Characteristics of 54 drug users assessed for Staphylococcus aureus carriage.

Microbiologic findings for nasal swabs and drug paraphernalia. There were 55 nasal swabs and 48 pieces of paraphernalia (46 straws and 2 matchbooks) cultured from 54 drug users. Seventeen (32%) of the 54 drug users' nasal or paraphernalia cultures were positive for S. aureus. These 17 drug users contributed 18 positive cultures (14 nasal cultures and 4 cultures of pieces of inhalation drug paraphernalia; the latter consisted of 3 straws and 1 matchbook). Twenty-eight of 43 paraphernalia samples assayed for heroin or cocaine were positive. Three of the 28 assay-positive straws were culture positive; 1 of the 15 assay-negative straws was culture positive. For only 1 subject were both nasal sample and paraphernalia cultures positive. It is of note that this subject's paraphernalia was colonized with 2 closely related S. aureus strains. Both paraphernalia strains were analyzed by PFGE, resulting in a total of 19 samples obtained from 17 different individuals.

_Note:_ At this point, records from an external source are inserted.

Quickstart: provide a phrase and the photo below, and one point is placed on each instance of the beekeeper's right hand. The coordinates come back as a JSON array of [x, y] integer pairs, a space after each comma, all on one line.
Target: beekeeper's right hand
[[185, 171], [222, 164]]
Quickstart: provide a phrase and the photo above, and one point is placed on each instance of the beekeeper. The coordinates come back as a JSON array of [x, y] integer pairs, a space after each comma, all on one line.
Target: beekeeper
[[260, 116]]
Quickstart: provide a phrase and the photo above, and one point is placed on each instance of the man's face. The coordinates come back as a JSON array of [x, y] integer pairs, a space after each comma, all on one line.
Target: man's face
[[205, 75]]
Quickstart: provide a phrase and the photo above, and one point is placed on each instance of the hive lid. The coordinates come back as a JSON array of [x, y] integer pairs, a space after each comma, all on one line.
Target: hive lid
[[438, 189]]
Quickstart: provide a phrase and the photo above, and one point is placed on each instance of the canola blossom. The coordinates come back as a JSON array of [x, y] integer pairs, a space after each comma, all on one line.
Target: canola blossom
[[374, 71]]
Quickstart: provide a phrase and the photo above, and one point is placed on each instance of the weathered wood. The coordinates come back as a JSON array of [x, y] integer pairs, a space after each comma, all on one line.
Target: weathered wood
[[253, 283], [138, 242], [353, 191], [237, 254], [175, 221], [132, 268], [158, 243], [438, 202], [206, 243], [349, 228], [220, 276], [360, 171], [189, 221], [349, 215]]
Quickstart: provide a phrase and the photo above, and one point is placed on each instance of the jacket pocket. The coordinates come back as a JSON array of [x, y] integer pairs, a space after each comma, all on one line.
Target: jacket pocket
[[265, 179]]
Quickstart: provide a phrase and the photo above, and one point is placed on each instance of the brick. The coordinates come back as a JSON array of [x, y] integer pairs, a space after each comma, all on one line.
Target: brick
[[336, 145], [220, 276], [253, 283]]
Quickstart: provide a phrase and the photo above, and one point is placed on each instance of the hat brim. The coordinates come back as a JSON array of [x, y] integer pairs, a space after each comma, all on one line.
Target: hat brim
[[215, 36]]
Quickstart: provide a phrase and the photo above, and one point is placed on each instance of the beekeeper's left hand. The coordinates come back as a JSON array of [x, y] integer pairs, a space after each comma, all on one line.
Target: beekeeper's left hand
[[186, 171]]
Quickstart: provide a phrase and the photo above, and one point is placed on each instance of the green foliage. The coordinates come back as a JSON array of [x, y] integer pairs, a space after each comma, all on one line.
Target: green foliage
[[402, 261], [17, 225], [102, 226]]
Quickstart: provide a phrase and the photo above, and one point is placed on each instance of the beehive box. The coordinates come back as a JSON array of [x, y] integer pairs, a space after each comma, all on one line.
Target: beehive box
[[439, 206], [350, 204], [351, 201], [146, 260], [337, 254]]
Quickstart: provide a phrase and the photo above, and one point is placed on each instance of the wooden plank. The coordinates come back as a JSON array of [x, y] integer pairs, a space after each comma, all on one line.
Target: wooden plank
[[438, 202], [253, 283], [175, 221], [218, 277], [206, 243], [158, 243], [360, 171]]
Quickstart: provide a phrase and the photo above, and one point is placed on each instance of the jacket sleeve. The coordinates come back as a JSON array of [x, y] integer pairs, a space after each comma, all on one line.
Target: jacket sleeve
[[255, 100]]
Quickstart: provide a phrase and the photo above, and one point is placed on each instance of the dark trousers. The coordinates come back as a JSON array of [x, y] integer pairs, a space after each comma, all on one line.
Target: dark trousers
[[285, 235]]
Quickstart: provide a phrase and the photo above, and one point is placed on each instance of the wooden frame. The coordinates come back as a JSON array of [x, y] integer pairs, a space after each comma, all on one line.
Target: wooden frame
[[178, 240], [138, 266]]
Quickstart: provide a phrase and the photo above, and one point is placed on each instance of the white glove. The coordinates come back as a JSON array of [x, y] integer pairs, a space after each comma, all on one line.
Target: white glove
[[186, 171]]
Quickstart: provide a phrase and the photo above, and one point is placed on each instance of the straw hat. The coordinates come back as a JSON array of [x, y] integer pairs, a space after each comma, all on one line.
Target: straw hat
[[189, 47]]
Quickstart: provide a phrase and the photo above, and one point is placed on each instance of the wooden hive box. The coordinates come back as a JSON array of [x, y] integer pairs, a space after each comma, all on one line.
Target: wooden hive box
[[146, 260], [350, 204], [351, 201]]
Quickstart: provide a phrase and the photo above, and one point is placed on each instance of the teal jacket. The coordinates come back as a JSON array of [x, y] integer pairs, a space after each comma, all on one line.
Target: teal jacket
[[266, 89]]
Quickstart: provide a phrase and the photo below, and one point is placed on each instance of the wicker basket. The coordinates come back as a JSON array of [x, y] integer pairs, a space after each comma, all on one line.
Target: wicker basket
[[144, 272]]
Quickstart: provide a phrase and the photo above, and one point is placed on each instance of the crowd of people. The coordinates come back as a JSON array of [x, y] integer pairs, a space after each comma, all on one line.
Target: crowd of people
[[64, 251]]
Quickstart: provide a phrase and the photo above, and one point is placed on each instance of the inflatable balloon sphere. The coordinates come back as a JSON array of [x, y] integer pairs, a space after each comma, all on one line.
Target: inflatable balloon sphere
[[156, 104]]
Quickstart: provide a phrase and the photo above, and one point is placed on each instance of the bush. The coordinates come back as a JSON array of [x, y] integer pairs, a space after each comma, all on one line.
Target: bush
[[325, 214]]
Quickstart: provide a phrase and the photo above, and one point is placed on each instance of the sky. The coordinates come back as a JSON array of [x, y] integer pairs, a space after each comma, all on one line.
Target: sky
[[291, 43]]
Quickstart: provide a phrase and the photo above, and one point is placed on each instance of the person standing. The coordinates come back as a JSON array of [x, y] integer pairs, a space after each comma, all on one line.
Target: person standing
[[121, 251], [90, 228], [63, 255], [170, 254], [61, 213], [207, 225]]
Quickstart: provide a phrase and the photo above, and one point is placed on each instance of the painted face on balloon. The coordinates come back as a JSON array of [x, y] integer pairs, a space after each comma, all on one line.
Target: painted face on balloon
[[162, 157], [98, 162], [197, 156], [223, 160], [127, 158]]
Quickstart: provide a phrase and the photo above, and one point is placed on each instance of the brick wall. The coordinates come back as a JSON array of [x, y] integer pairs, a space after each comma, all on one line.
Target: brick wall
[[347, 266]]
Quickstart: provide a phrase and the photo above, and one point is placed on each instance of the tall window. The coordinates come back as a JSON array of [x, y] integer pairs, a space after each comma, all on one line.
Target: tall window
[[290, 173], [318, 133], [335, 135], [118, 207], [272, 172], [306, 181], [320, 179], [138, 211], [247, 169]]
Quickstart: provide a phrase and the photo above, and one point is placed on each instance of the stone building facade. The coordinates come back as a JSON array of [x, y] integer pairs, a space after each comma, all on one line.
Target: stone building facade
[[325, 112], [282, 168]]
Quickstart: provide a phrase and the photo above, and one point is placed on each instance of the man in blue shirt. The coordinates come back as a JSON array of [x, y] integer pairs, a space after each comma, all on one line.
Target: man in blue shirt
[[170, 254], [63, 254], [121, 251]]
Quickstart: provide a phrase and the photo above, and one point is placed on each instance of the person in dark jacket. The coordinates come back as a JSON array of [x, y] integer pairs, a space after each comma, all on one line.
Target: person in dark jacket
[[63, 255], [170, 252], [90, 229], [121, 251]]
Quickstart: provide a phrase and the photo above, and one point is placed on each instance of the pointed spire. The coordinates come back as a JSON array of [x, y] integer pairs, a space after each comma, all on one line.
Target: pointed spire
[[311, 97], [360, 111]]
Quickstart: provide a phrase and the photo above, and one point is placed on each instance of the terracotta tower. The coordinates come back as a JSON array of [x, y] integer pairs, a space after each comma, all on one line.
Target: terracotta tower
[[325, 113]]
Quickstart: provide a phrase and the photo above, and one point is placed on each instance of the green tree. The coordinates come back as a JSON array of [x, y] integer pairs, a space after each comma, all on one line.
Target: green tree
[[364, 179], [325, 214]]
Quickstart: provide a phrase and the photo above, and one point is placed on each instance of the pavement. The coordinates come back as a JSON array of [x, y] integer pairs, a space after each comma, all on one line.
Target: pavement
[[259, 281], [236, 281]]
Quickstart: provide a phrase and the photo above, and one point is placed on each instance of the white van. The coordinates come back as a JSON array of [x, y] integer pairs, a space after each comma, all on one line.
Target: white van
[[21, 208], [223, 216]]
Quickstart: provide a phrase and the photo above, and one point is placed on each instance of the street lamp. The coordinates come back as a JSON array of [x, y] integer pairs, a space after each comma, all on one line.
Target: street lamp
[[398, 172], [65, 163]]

All S. aureus isolates were susceptible to oxacillin, cephalothin, gentamicin, rifampin, trimethoprim-sulfamethoxazole, and vancomycin. They were uniformly resistant to penicillin. A single isolate was resistant to clindamycin, erythromycin, and levofloxacin.

Results of PFGE. The 19 isolates were analyzed using PFGE (figure 1). Four biologically linked groups of strains were identified (group A, 5 isolates, which contained 2 phenotypically distinct paraphernalia isolates from 1 subject; group B, 4 isolates; group C, 2 isolates; and group D, 2 isolates). There were 2 sets of identical isolates in group A (one set with 3 isolates and the other with 2 isolates, with a DC of 96.6 relatedness between the 2 sets). The 4 isolates in group B had varying DCs in comparison with one another, but all were considered to be very closely related, with DC values of 82.8–93.3. The isolates from groups C and D were closely related to each other within each group, with DCs of 90.3 and 86.7, respectively.

To demonstrate the extent of similarity of the 4 biological networks, S. aureus isolates recovered from attendees at a methadone maintenance program were combined with the isolates from this study to see whether the former isolates randomly distributed within the latter database (figure 2). The resulting dendrogram illustrates that the biological linkages were preserved without the other strains intervening, and, in fact, the majority of the strains from this study remained closely nested within the entire sample of isolates.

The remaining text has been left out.